In this context, utility executives were required to make investment decisions committing millions of dollars over extended periods. As summarized by one utility manager: "Major decisions must be made without adequate information or even the ability to obtain adequate information." For example, after a protracted struggle involving the Ohio Public Utilities Commission, the Ohio Office of Consumer's Counsel, industrial customers, the Ohio Sierra Club, and the United Mine Workers at American Electric Power Company's affiliate Meigs high-sulfur coal mines, construction of scrubbers by AEP at its two-unit, 2,600 MWe Gavin plant in Ohio were expected to cost about $835 million, reducing sulfur dioxide emissions there by 95%. In February 1993, AEP was still unsure whether it would be allowed by the Ohio Public Utilities Commission to transfer emissions credits from the Gavin scrub to Phase I units in other states.Thus, substantial financial commitments had to be made on the basis of best judgments by utility planners and construction begun in the absence of definitive information or final regulatory approvals.

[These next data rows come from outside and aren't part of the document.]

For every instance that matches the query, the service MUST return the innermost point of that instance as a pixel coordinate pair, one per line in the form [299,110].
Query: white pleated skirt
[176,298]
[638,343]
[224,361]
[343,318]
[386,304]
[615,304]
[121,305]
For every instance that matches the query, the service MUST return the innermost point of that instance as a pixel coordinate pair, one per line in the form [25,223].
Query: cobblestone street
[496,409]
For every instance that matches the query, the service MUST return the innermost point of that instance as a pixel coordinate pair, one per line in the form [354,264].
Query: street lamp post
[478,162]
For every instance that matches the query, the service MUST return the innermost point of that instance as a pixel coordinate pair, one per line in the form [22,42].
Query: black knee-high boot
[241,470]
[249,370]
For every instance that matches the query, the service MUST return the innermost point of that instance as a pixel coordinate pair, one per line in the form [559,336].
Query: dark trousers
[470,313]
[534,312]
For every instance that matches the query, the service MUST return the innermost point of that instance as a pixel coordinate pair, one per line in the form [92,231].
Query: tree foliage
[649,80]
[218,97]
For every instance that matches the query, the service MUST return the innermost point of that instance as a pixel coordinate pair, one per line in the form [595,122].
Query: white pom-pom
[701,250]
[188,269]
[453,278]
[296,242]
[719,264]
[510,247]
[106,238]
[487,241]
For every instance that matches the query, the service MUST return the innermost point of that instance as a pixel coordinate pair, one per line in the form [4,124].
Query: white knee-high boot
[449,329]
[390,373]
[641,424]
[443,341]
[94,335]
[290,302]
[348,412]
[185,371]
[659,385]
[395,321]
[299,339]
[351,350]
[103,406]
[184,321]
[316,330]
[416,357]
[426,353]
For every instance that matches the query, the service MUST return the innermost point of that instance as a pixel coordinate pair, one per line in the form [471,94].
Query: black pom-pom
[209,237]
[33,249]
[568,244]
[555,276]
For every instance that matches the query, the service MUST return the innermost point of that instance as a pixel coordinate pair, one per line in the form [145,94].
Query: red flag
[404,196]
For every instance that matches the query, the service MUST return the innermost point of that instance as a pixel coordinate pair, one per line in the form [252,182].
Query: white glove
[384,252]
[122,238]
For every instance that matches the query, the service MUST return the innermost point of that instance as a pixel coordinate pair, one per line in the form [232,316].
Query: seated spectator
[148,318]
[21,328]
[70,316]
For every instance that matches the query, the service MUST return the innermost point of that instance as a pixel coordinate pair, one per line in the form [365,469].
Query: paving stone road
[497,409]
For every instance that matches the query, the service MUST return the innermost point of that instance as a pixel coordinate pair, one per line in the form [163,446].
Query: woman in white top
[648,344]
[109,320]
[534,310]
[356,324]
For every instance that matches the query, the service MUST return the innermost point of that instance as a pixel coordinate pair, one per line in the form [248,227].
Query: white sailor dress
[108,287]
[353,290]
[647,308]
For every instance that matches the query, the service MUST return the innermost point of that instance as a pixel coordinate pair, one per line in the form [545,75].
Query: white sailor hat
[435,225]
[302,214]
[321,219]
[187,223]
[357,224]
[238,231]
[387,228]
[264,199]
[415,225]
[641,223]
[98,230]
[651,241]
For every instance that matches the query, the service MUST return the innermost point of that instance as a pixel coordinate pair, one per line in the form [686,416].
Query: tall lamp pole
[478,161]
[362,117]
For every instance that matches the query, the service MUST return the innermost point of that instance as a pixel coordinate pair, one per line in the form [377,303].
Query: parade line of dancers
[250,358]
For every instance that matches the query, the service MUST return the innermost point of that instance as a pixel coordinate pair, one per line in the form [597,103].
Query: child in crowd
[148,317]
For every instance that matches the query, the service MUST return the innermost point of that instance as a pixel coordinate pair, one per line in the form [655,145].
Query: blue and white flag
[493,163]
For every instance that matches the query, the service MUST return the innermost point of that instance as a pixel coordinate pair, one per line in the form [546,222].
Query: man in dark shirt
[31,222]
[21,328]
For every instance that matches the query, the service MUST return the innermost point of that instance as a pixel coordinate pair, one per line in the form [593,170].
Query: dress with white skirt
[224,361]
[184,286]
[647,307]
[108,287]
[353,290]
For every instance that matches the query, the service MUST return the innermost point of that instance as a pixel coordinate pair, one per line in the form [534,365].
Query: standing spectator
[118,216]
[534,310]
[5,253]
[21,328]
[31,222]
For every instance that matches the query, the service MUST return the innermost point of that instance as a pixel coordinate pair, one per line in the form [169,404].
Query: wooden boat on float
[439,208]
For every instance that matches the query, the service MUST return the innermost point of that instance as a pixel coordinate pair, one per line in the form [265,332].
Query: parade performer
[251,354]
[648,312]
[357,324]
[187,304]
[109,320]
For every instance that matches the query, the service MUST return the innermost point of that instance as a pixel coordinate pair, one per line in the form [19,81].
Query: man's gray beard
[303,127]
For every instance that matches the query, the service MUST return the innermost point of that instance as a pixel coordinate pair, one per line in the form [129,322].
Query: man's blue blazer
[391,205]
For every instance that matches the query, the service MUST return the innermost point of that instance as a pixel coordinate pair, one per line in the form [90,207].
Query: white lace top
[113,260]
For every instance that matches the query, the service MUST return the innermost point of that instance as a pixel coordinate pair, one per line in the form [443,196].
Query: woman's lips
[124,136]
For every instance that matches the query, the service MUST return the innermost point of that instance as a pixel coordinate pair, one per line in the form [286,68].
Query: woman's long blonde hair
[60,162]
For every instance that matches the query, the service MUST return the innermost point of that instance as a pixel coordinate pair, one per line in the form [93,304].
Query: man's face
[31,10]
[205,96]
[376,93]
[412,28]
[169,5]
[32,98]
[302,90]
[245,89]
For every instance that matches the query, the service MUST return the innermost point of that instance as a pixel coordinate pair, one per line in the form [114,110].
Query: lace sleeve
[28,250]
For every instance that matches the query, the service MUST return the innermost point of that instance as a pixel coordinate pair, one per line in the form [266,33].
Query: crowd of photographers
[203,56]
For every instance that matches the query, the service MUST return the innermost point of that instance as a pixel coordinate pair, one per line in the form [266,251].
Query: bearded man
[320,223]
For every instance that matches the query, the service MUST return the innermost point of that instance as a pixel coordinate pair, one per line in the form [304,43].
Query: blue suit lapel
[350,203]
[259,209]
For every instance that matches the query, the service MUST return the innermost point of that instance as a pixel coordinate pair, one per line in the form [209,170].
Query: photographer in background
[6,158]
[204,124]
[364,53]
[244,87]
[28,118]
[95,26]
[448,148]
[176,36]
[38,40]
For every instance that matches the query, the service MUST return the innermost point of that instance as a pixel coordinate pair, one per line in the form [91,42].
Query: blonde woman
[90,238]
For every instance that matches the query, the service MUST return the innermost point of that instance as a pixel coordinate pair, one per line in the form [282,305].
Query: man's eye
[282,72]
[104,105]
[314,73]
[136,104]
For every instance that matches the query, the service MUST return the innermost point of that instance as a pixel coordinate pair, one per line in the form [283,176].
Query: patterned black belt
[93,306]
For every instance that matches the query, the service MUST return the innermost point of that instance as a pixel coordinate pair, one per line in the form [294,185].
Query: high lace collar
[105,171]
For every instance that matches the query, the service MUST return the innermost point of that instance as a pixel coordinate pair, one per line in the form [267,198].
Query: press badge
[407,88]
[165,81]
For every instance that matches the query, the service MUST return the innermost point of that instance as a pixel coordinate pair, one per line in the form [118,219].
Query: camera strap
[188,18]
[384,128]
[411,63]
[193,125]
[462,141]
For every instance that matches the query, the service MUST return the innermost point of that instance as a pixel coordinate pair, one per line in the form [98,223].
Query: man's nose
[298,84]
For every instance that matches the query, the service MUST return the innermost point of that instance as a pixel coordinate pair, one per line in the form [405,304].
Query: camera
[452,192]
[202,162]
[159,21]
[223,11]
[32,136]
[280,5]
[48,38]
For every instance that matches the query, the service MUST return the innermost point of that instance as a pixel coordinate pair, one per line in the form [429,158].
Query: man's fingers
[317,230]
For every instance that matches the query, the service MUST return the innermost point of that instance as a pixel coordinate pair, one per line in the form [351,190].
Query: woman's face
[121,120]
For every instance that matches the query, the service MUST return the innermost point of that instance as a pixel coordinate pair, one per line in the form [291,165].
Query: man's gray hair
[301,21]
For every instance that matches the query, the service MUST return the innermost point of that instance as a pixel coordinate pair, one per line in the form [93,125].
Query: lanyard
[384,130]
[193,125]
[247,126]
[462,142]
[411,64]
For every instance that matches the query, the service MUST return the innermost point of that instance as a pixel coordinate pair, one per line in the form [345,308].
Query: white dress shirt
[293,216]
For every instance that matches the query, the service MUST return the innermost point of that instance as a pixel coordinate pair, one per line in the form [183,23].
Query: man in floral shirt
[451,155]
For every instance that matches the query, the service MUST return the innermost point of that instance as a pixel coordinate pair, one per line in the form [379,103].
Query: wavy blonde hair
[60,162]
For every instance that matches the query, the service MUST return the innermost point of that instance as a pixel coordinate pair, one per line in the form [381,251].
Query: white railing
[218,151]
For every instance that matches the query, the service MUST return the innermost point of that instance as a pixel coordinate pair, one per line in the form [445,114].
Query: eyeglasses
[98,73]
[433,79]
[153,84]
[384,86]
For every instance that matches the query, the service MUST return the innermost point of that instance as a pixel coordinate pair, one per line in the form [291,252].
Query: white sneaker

Innovations in coal supply contracts
The risks associated with such uncertainty stimulated innovation in contracts for purchase of coal by electric utilities. In a buyers market, utilities renegotiated old contracts and signed new ones with a variety of provisions designed to manage risks and increase flexibility for future decisions. For example, Ohio Edison signed "high/low" contracts at the end of 1991 with three coal suppliers. Under these agreements, the utility could elect to shift purchases from high-sulfur to low-sulfur coal produced by the same supplier. The supplier retained the option of continuing to ship high-sulfur coal in lieu of low-sulfur coal if it provided sufficient emissions allowances so this coal could be burned without penalty. In this event, the supplier paid for the allowances, and the utility paid the contract price for lower sulfur coal.
Additional innovative contract terms under consideration would link price premiums and penalties paid for coal with different levels of sulfur content to changes in the market price of sulfur dioxide emissions allowances; trade emissions allowances to coal suppliers as partial payment for low-sulfur coal; or establish larger variances in quantity and prices for different qualities of coal in a single contract. AMAX Energy purchased an undisclosed number of emissions allowances from Long Island Lighting Co., which it said it would offer in packages with its coal and natural gas contracts. Thus, coal suppliers began participating along with electric utilities as buyers and sellers of marketable sulfur dioxide emissions allowances.